Some ninety percent of visitors reach only the south rim of the Grand Canyon, but with 277 river miles, and some one million and a quarter square miles of park, there’s plenty to see. Just consider that even driving 3 hours to the east will still leave you only at the South Rim still, though a much unvisited spot of it, no doubt. To catch a little more of the Grand Canyon, consider a drive to the south rim’s east entrance, towards Desert View, and it’s Watchtower.
Desert View offers exceptional contiguous views of the Colorado River as it turns from the north to the west. As well as wonderful expressions of canyon geology, with most all of the visible rock layers visible at this one point. To your east you will see the expanse of the Painted Desert (as promised by the name), and to the south a view of the San Francisco Peaks of Flagstaff. The tower itself was designed to reflect the towers of the Puebloan peoples, yet this tower far dwarfs any towers built by these peoples. The design features unfinished masonry, as well as Hopi art, petroglyphs and pictographs internally.

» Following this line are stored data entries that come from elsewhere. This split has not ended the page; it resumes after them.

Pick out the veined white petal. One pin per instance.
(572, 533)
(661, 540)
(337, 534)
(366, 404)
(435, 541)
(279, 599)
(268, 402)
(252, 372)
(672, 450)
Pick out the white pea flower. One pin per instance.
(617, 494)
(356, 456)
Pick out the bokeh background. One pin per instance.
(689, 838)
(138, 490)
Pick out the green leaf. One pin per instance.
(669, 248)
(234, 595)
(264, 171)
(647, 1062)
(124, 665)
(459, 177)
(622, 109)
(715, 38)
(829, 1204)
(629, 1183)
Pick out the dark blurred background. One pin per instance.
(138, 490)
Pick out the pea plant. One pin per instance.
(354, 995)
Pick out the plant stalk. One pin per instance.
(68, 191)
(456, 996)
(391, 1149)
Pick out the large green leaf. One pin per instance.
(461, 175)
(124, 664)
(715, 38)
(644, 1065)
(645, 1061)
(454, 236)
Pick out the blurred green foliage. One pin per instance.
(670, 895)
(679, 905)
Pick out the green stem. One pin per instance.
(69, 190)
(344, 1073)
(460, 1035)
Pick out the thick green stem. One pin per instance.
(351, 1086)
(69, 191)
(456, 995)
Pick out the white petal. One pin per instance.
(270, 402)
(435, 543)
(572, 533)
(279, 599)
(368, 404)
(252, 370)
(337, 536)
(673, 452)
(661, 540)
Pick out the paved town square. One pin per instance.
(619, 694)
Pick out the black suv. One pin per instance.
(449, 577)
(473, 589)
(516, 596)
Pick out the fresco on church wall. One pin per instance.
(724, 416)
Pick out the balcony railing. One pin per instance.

Getting there encompasses a 22 mile drive from/to the Grand Canyon Village of the South Rim. With views of the Grand Canyon available along the way, with periods of beautiful forest drives as well. Doing an out and back from the Village is pleasing, but it is also possible to run it as a loop, should you be heading north to Page, or south to Flagstaff. Either producing an “L” shape towards or from Page, and a lap starting and ending in Flagstaff. While counterclockwise, or clockwise are mostly inconsequential, my personal preference is counterclockwise. As you will avoid the dominance of traffic into the park, and the views, and pull-offs, from the Desert View are complimented by being on that side of the road.
The Desert View Watchtower was designed by Mary Colter, and construction was completed in 1933, making it a National Historic Site.